A week or so ago, word went round medialand that Rolling Stone Ronnie Wood,61, was entangled with a 19-year-old Russian cocktail waitress. Suddenly, the rocker's London home was laid siege by tabloid reporters. Sad – or not – to say, they never cornered him.
How galling, then, for them to discover yesterday that he had, at the tabloids' moment of greatest need, been secure in the custody of that well-known scandal sheet The Financial Times. We know this because the FT's interview was published yesterday, and what a welter of confessions the pink paper wrung from him: that it took a "17-year apprenticeship" to be accepted wholly by the Stones ("Charlie and Bill stood up for me"); Lucian Freud loves his landscape paintings; and that Tracey Emin is a friend ("She's like my aunt").

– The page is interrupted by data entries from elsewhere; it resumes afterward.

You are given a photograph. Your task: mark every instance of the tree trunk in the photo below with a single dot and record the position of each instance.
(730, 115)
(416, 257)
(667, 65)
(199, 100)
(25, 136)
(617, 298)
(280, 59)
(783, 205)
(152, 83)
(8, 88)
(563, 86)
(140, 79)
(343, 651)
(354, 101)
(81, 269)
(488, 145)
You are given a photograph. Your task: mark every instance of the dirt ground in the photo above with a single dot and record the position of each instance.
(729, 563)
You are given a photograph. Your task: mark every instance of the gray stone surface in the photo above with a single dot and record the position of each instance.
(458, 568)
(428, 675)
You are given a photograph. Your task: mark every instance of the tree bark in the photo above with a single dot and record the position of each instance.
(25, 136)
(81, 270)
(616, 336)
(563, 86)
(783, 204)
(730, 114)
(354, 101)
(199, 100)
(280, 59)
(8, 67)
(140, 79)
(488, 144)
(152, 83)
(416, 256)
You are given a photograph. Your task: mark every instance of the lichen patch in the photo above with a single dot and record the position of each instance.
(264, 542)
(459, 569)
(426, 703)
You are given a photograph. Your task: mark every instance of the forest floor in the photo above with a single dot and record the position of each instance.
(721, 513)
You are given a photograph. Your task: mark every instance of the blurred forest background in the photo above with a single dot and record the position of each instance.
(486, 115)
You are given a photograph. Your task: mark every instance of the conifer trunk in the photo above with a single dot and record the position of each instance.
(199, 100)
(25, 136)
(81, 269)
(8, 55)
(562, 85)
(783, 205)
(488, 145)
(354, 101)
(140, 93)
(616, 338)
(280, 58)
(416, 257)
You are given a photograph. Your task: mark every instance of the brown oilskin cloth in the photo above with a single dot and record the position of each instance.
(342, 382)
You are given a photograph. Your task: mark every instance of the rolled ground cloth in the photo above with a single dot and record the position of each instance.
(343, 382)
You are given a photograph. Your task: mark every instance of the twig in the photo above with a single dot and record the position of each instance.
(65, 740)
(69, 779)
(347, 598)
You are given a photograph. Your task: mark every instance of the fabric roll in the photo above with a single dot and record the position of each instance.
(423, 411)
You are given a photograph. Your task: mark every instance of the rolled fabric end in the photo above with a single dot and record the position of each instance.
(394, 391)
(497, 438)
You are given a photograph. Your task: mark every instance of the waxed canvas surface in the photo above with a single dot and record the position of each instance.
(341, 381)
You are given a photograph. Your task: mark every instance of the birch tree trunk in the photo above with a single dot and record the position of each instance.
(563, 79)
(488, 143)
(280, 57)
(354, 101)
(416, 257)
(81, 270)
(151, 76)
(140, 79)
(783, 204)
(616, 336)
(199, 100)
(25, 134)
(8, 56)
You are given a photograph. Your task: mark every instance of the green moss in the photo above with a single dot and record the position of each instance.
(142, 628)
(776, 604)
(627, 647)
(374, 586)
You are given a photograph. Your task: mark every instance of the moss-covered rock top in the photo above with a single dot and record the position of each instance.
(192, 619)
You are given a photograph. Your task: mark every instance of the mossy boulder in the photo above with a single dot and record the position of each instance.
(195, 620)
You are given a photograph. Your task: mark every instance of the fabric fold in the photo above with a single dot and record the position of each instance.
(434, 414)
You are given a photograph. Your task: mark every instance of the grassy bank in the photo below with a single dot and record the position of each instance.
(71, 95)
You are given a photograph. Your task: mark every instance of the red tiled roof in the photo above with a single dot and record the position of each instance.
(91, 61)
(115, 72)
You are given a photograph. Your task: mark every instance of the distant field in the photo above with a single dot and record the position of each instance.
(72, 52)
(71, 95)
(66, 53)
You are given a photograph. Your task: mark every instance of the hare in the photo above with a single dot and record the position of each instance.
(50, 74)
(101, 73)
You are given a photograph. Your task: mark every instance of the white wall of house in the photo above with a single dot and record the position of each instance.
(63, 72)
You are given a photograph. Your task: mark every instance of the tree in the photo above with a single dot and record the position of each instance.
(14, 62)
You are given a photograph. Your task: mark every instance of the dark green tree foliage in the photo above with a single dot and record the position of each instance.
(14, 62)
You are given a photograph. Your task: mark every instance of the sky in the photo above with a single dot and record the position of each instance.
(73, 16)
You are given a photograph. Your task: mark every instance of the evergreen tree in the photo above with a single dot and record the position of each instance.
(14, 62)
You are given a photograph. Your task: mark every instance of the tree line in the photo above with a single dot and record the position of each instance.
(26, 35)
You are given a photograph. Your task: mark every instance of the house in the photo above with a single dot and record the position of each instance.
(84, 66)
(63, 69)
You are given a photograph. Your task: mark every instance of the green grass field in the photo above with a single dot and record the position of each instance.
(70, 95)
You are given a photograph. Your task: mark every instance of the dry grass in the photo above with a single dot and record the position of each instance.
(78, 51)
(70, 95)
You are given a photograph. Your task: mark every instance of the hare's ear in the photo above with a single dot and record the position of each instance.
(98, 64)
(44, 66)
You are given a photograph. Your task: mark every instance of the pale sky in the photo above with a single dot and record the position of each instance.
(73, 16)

And then, of course, there's his famed drinking. He'd been up drinking all of the night before (not a normal confession for FT interview subjects); there were 20 pubs within a square mile of his Dublin home; and "sometimes I get so bored I think I'll have a drink. I don't mean any harm but I just go off the rails." He was, apparently, trained for it, telling how, when his childhood home's lawn was dug up, 1,700 Guinness bottles were discovered buried under it.
Then, as talk turns to Wood's latest art exhibition, his "Little Red Rooster" ringtone goes off.
"He seems agitated," writes the interviewer. "The call brings news," he says, "of the Sun door-stepping his home in Kingston, south-west London."
The FT, unpractised at lowering the tone in its interviews, does not press for further, unseemly details. But, adds the paper's man: "A few days after our lunch, I realise that he had been given news that the paper was about to write a story about how during the week of our meeting, he was holed up with a young Russian waitress." Timing, as they say, is everything.